E subito dopo mettiamo che mi viene in mente tipo una ricetta di quelle che non si meritano tutto un post, oppure
ho voglia di dire qui che ieri sera ho mangiato i pizzoccheri, uh che buoni i pizzoccheri pur senza il burro nè il formaggio: e mica lo scrivo così, con un titolo apposta, che sembro scema. Allora mi piacerebbe che ci fosse, sempre nel deposito segreto, tipo un foglietto con una puntina, che ci scrivo dentro due frasi e lo appiccico per un angolo al post. E nel deposito ci sono anche... che so, stelle e palloncini e fumetti che ci faccio parlare chi voglio e insomma disegni che dentro ci puoi scrivere e scritte che dentro ci puoi disegnare - io solo i pois chè non sono capace di disegnare, però certe cose sono più carine se le dici a pois.

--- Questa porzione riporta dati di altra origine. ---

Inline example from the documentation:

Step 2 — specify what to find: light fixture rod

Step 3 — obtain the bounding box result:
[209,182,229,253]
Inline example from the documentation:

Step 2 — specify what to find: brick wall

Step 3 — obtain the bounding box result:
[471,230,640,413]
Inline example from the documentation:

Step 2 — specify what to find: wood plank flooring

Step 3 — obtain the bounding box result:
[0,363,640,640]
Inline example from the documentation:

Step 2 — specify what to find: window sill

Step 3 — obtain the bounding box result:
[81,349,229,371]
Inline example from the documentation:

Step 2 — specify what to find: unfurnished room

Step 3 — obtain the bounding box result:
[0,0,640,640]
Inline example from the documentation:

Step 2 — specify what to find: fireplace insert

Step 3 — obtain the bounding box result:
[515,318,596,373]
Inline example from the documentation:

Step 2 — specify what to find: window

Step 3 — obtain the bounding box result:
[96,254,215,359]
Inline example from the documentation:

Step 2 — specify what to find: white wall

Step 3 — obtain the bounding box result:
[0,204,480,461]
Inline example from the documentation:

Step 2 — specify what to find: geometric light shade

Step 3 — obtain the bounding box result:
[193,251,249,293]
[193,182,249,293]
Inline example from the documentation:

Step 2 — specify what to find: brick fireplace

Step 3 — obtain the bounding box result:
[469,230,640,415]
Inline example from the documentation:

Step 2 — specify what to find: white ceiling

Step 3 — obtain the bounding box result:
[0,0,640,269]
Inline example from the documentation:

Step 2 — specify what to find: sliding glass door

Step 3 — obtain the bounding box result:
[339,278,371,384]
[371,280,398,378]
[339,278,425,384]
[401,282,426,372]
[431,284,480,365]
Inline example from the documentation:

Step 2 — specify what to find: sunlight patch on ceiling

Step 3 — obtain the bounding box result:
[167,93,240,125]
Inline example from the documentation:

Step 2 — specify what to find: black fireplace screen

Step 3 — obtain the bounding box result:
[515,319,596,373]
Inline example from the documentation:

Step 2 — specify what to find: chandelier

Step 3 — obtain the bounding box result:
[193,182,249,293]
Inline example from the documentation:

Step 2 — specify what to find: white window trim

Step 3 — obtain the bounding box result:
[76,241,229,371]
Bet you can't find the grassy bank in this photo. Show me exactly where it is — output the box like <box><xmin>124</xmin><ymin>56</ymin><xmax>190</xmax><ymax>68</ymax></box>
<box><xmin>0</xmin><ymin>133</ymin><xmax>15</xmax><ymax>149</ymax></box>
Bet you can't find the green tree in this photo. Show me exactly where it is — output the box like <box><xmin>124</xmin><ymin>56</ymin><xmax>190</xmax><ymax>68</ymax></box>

E ci sono anche cornici che se quel giorno vuoi che si noti di più la paperasiocca - ultimamente è trascurata, duole ammetterlo - le metti tuttingiro una bella
cornicina, perfino di doro, se vuoi. E magari ogni etichetta per la categoria ha il suo disegnino che fa meno muffa della parola anche quando la parola è divertente, e poi il disegno si capisce più subito. E poi sarebbe bello se i disegni si potessero solo trascinare con il mouse, che già adesso li trascino fuori da dove stanno, ma trascinarli dentro non si può.
Ecco che allora un blog così io lo riempirei di un bel casino grafico, mentre ora devo accontentarmi di metterci i disegni che più si avvicinano a quell'idea lì - a proposito, la giraffa e il cervo sono di valeriaechiara e gli altri sono
qui - e comunque tutto sta lì fermo e rigido. E allora finisce che tocca comprare l'agenda da feltrinelli e i pennarelli colorati, coi glitter e gli appiccichini.
Ma se ci fosse uno - e non faccio nomi - che putacaso avesse voglia di inventare tutto un sito elastico e ricco, con deposito segreto e un sacco di altri trucchi e che poi ci mettiamo anche tutte le nostre comunicazioni tipo ci ho la ricotta in frigo che scade e quattro mici da adottare, chi li vuole? e anche cose che magari un pochino la vita ce la cambiano (be', si può provarci, almeno) ... ecco, se ci fosse uno che vabene che adesso lavora tutto il giorno e perdio si diventa adulti ma insomma ecco se non si diventa così tanto adulti fìdati che si sta più allegri, se ci fosse sarebbe proprio bello. Per esempio, si potrebbe anche inventare la funzione Kamillo Kromo, che certi giorni che ti piglia male puoi mimetizzarti con lo sfondo: però solo un tot di giorni al mese, ovvio. Che a farlo sempre man mano ci si perde.